Sort of like a Batman costume that might look super cool on one person, but look like some sort of oversized armadillo costume on another, one investment strategy does not fit all. One investment strategy may not even fit one individual with multiple accounts!
I get to work with clients of all ages with all sorts of needs from and expectations of their investment portfolios. I get to work with clients who are frighteningly conservative with their investments, and I get to work with clients who are frighteningly willing to roll the investment dice. One of my jobs as a financial planner is to help someone have enough prudently diversified investment assets to sustain their desired standard of living, and I can tell you unequivocally that one size does not fit all! Your age and stage in life can somewhat dictate an appropriate investment strategy that might fit most, but it takes an understanding of your entire financial position, tax situation, tolerance for market volatility, and life goals to make an investment strategy a custom fit.
Suppose you have a taxable brokerage account and a 401(k). Let's say you’re going to need a car in the next year or two, and your taxable brokerage account is going to need to supply the funds. Do you think your taxable brokerage account, which you are going to be taking a significant withdrawal from in the short term, and your 401(k), which you are not going to need to touch for many years, should be invested in the same manner? Maybe, but probably not. You should probably have a little more cash or bonds in your taxable account than you do in your 401(k), so that you can buy that car even if there is a stock market downturn, but you should probably also have a few more stocks in your 401(k), so that you can have a real shot at growing and increasing your 401(k) balance in the long run.
If you’re in one of the higher tax brackets, you might want municipal bonds for your taxable brokerage account. These bonds are tax-free for federal income tax purposes, so even though they pay a slightly lower yield, they may offer a higher net (after-tax) yield. That being said, there is rarely any reason you would want municipal bonds in a retirement account such as a 401(k) or IRA because you don’t have to worry about income taxes until you actually take withdrawals from them. If you don’t have to worry about income generated inside a 401(k) or IRA, you might as well go with a normal, taxable bond that will pay a slightly higher yield than municipal bonds. Just keep in mind that one type of bond might not be optimal for your different types of investment accounts.

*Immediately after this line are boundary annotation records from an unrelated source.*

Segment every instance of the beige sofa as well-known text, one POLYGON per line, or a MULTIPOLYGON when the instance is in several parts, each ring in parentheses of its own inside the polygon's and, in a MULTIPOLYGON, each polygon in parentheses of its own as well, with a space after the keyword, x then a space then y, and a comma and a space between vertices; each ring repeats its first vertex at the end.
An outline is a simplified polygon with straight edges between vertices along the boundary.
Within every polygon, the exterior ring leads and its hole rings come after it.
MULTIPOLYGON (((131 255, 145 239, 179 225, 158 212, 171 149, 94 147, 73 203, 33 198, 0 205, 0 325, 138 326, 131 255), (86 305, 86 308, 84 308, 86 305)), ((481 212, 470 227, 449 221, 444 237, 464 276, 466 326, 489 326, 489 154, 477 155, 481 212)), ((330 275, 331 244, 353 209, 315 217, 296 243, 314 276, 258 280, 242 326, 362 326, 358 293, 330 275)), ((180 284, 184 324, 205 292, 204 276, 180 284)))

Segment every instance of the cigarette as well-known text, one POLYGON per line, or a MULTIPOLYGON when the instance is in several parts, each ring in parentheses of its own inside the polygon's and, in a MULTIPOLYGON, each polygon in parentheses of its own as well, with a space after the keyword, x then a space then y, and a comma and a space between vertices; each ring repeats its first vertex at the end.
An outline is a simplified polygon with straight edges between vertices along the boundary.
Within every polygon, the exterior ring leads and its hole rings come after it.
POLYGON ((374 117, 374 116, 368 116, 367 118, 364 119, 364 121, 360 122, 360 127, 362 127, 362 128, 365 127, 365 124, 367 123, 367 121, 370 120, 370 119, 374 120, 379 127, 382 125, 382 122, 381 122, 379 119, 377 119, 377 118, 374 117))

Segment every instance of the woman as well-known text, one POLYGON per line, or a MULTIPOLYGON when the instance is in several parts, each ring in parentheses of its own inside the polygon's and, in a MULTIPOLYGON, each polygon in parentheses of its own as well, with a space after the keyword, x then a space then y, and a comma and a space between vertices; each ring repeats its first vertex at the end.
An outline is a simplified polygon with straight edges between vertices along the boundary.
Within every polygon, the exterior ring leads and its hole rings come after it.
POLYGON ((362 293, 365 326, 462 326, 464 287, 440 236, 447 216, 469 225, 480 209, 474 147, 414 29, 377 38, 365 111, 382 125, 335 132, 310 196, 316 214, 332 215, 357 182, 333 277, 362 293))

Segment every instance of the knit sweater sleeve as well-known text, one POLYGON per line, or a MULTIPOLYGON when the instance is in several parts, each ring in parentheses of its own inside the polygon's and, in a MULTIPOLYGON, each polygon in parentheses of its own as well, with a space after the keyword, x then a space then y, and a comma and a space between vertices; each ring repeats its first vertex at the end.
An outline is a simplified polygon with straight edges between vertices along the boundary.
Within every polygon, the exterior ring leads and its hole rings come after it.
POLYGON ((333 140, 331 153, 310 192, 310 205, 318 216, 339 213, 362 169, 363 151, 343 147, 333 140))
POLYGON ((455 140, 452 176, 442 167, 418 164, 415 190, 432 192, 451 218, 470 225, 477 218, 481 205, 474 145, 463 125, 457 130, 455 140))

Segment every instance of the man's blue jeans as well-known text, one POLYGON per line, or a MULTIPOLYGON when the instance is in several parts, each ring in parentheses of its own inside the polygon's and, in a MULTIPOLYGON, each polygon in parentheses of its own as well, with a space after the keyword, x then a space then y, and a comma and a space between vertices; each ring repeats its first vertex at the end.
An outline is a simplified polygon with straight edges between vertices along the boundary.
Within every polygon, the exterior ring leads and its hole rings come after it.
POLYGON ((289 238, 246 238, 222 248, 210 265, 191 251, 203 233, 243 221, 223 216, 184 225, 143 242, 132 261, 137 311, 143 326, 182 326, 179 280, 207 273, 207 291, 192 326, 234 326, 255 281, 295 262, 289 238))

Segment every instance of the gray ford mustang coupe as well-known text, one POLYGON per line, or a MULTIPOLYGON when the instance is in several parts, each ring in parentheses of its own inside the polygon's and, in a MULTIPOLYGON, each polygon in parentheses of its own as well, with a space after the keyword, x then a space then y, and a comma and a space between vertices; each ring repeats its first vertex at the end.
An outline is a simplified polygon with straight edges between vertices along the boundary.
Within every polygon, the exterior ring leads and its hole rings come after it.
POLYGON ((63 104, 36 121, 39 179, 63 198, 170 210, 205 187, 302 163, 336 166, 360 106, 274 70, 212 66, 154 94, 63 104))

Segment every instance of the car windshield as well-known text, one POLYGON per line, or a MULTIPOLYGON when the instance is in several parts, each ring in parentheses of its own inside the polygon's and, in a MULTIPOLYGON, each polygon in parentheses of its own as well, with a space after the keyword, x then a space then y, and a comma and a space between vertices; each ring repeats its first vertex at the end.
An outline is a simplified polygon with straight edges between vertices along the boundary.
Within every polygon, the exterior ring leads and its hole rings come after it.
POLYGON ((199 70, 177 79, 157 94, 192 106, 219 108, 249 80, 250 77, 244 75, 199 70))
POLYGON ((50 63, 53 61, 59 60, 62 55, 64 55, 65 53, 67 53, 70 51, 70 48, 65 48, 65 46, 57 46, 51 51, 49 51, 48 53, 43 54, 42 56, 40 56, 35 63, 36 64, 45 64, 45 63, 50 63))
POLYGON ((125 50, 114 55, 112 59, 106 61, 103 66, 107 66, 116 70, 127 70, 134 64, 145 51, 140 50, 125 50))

What if you find yourself watching the markets too closely and checking your portfolios every day? You may still be making money, but you’re losing sleep. It might not be the ideal investment strategy, but finding a strategy that is a little less volatile and a little more conservative might be the antidote if it helps you sleep at night. Of course there are also people who have set enough prudently diversified investment assets aside to support their lifestyle and really enjoy the idea of trying to “play the stock market.” Setting aside a little extra cash in a “sandbox account” to play with can be just what the doctor ordered for those people. They can give their speculative and undiversified strategy a go without having to worry about sinking their overall financial position.
There are also a lot of age-based or retirement date-based investment strategies out there, and they’re usually pretty good, but they are kind of one size fits all. Maybe you’re “normal” and one of these strategies fits just fine, but you may want to look at it closely and try it on before it gets too late, unlike me and the Batman costume.
I can’t sew a lick. I almost bled to death in Home Economics sewing a pillow, so unfortunately, I can’t help you with a costume. However, I can help with investment strategy and allocations, and make sure they're a good fit.